Fifth Street

Where the Pot Gets Serious

Fifth street is where low limit stud starts to get expensive. The bets have doubled, and a lot of the people who were happy to peel one more card on fourth street are now making a mistake if they continue. This does not mean you should suddenly become fancy. At the small stakes the best adjustment is usually very simple: keep betting your made hands and strong draws, and stop paying off with weak one-pair hands that have ugly boards.

If you went to fifth street with a hand that can make a big hand and your board still looks strong, keep pushing. Players in these games love to "see one more," so charge them for it.

Ten of Spades Queen of Spades King of Clubs Jack of Spades Nine of Spades    
Hole Cards Up Card 4th Street 5th Street 6th Street River

Here you have made a straight and still have a scary four-flush board. In a loose game you should usually bet and raise this hand for value. Worse made hands will call, pair-plus-draw hands will call, and flush draws will definitely call. Fifth street is not the time to get cute and hope everyone keeps betting for you.

Good Pair, Bad Board

A very common small stakes leak is falling in love with a single pair after the hand has gotten obvious. If your board is not improving and another player is catching clean, coordinated cards, be ready to let go.

Ace of Hearts Ace of Diamonds Ace of Clubs Seven of Hearts Two of Clubs    
Hole Cards Up Card 4th Street 5th Street 6th Street River

A buried pair of Aces is nice, but on fifth street this board is not especially beautiful. If another player started with low connected cards and now shows something like three suited or straightening cards, you should be cautious. One pair is often still good in a short-handed pot, but in a multiway low limit stud hand it shrinks in value quickly.

Keep Drawing Only If You Have a Plan

Calling on fifth street just because the pot is already big is one of the fastest ways to leak chips. Before you put in the big bet, ask yourself two questions:

  1. Am I drawing to a hand that will usually be the best hand?
  2. Are enough of my outs still live?

If the answer to either one is "not really," folding is fine even in a low limit game.
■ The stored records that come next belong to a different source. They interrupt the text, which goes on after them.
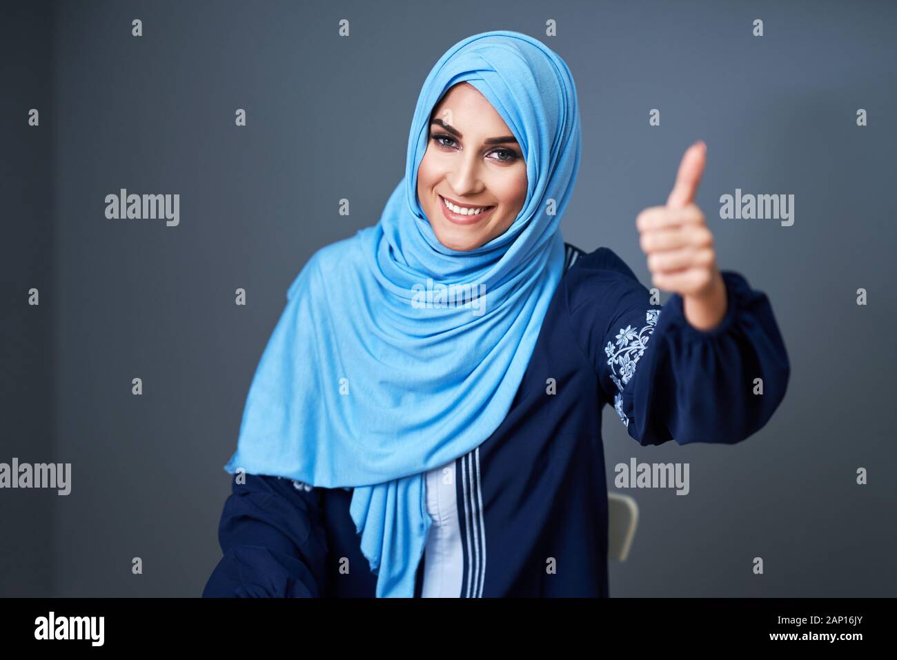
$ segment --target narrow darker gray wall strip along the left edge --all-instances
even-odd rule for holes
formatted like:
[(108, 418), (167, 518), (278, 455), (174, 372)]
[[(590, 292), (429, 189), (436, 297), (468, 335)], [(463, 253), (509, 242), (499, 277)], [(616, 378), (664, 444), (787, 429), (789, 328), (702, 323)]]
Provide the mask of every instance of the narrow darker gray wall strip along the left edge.
[[(52, 15), (46, 2), (0, 10), (0, 463), (54, 455)], [(40, 126), (27, 126), (41, 110)], [(39, 291), (39, 306), (28, 291)], [(49, 595), (53, 508), (48, 491), (0, 490), (0, 596)]]

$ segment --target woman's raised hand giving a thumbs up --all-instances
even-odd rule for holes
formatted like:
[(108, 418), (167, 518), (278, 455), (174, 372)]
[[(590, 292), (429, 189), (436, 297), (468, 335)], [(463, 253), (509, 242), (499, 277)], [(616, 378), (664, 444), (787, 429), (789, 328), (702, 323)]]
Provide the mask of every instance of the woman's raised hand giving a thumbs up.
[(718, 326), (727, 308), (726, 282), (717, 267), (713, 234), (694, 204), (706, 160), (707, 145), (692, 144), (679, 165), (666, 206), (647, 208), (635, 221), (641, 249), (648, 255), (651, 283), (680, 294), (686, 320), (699, 330)]

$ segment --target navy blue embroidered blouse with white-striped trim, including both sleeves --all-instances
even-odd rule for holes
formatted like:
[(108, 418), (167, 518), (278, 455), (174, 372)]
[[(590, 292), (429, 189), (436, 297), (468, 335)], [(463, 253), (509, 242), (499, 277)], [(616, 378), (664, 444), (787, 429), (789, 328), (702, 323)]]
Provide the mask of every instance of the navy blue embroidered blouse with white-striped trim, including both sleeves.
[[(609, 248), (567, 254), (507, 417), (455, 462), (462, 596), (608, 595), (605, 404), (641, 445), (733, 444), (761, 429), (785, 395), (779, 327), (742, 275), (722, 271), (726, 316), (702, 331), (678, 294), (651, 304)], [(351, 499), (351, 489), (235, 479), (219, 526), (223, 557), (203, 595), (373, 597)]]

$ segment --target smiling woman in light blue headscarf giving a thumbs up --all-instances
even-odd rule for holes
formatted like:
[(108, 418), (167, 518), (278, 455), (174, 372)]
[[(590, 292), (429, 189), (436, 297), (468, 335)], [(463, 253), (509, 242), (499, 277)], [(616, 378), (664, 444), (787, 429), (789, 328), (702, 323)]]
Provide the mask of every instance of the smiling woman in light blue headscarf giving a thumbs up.
[(638, 219), (663, 308), (609, 249), (565, 247), (579, 153), (544, 44), (498, 30), (440, 58), (379, 223), (287, 292), (204, 595), (607, 595), (603, 405), (643, 445), (770, 418), (788, 358), (766, 297), (715, 265), (702, 145)]

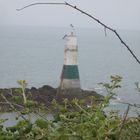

Nine of Clubs Nine of Diamonds Ten of Hearts Jack of Spades Queen of Clubs    
Hole Cards Up Card 4th Street 5th Street 6th Street River

This hand looks exciting because you have an open ended straight draw, but fifth street is where board reading matters. If several Kings, Eights, or clubs are already dead on the table, and your opponent is showing a pair or a made two pair board, you do not have to chase just because the hand started pretty.

Simple Low Stakes Rule

On fifth street, bet your good hands, raise your big made hands, and fold your hopeless draws. If you are stuck between calling and folding with a mediocre hand in a multiway pot, folding is usually the cleaner answer.